Stephen Cadogan: Will some of the €315 billion find its way to our farmers?

Success breeds success — and the flow of good news from the farming and food sector ensures it should have a prominent place in Ireland’s share of the new EU investment plan.
Stephen Cadogan: Will some of the €315 billion find its way to our farmers?

The European Commission’s investment plan will aim to mobilise €315 billion in net additional investments in the European economy over the next three years.

The Commission’s proposals are designed to attract private investors, by reducing complexity and sharing risk.

A new European fund for strategic investments, EFSI, will be guaranteed an initial budget of €21 billion, supporting €63 billion in new higher-risk European Investment Bank lending — which should mobilise a further €252 billion from private investors.

Anticipating Ireland’s share of these credit funds, the government has already emphasised the importance of global food security objectives in the EU investment plan — mindful perhaps that food production may not play a major role in the decarbonisation which the EU is putting near the centre of its economic growth plans.

The overall EU aim is to support economic growth that is “smart, sustainable and inclusive”.

Despite carbon (greenhouse gas) worries, Irish farming and food can fit the bill here, with its unique emphasis on sustainability, and its unique importance in rural areas, which so badly need investment.

Thankfully, EU Commissioner for Agriculture and Rural Development Phil Hogan is aware of farmers’ needs, remarking this week that the rural economy doesn’t always find it easy to get credit, and conditions for loans can be difficult — such as unaffordable interest rates.

He was speaking alongside European Investment Bank Vice-President Wilhelm Molterer, who said the need to invest in the EU’s rural economies is huge, and a smart way of using public cash to attract private investors and unlock investment was needed.

They were announcing easier access to finance for farmers and other rural businesses, through new financial instruments.

Mr Hogan revealed access to secured loans to help farmers, particularly young farmers, and other rural entrepreneurs, create growth and jobs. He said such loans can turn one euro of public EU or government money in rural development packages into two euros, three euros or even more.

Before they agree with the Commissioner, farmers will need to get these loans into their hands.

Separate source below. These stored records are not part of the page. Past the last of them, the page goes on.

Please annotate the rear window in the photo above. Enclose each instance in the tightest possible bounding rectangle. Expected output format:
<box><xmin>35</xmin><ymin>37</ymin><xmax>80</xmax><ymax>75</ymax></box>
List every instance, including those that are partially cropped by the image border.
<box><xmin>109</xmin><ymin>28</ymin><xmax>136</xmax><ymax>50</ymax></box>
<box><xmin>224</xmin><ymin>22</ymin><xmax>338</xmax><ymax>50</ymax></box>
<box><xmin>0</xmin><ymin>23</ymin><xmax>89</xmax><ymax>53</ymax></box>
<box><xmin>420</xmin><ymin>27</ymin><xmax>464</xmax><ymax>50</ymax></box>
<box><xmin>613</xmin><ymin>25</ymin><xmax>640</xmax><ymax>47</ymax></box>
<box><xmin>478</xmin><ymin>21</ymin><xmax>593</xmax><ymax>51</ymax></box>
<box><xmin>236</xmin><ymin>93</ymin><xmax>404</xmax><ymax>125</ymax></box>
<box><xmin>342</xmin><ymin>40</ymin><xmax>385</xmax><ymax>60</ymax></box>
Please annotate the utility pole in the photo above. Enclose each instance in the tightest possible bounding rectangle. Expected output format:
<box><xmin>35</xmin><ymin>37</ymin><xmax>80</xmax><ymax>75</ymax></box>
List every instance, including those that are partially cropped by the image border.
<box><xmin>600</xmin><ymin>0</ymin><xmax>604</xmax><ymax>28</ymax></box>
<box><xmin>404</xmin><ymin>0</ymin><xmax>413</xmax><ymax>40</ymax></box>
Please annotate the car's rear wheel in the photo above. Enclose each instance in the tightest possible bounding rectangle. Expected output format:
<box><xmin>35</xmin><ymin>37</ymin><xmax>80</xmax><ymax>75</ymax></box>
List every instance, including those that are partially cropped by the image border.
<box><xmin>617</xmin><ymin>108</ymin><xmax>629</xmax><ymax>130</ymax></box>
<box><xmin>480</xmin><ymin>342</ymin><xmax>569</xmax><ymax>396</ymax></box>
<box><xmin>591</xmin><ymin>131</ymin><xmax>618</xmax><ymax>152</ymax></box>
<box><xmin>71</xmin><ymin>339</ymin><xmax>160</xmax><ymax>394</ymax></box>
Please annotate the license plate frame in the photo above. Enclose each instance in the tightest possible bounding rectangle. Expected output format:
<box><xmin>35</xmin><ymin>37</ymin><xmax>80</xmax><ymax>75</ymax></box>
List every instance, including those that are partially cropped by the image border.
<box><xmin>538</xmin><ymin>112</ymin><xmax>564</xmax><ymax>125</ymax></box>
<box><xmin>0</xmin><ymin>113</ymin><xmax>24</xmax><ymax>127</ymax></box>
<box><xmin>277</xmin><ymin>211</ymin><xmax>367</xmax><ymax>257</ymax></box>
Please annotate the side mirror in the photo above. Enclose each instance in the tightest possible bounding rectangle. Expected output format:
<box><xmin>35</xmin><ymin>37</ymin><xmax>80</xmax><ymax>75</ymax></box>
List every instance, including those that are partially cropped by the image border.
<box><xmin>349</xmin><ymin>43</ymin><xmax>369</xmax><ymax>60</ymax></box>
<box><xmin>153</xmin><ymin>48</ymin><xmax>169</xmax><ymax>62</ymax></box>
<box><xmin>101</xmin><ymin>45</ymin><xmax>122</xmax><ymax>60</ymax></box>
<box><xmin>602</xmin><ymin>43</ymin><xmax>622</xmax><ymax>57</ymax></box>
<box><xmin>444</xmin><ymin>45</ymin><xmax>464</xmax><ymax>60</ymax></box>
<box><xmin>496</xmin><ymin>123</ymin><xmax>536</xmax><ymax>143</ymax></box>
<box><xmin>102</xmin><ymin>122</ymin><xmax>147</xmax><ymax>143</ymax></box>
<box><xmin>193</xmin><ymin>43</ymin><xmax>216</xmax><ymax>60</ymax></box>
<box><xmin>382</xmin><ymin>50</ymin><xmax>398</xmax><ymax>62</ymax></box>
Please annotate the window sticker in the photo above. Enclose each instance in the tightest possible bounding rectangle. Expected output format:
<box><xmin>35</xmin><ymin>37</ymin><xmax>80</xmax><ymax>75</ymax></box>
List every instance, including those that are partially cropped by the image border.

But his utterances, at the least, bring welcome confirmation that the EU sees farming and food fitting into its “smart, sustainable and inclusive” category, and into its growth target areas of employment, innovation, climate and energy, education and social inclusion.

More to the point, Mr Hogan made it clear his announcement of financial instruments is separate from the Juncker Package which promises to mobilise €315bn in net additional investments throughout the EU.

Here in Ireland, Fianna Fáil Spokesperson on Agriculture and Food Éamon Ó Cuív has called on the Government to move swiftly to ensure that Irish farmers are given access to new credit lines through the European Commission and the European Investment Bank.

He said these funds can regenerate the Irish agriculture industry, by encouraging young people back into the sector, and by financing rural start-ups and agri-enterprises.

However, all the high-level talk of easier credit is a long way from the current realities of investment and expansion for Irish farmers — such as interest repayment rates which are significantly higher than the rate for loans to farmers in other European countries.

There can be no significant farm expansion without borrowing. That’s why farmers need to know early on how all the talk of EU investment and growth will affect their expansion plans.

For example, should they invest now? Or should they wait until the promised extra funds from the new EU investment plan enter the market, and hopefully drive down interest rates?

Becoming overly indebted is one of the big hazards of expansion. Borrowing is enough of a shot in the dark without farmers knowing the detail of what the EU plans to mobilise €315 billion in net additional investments will mean for them.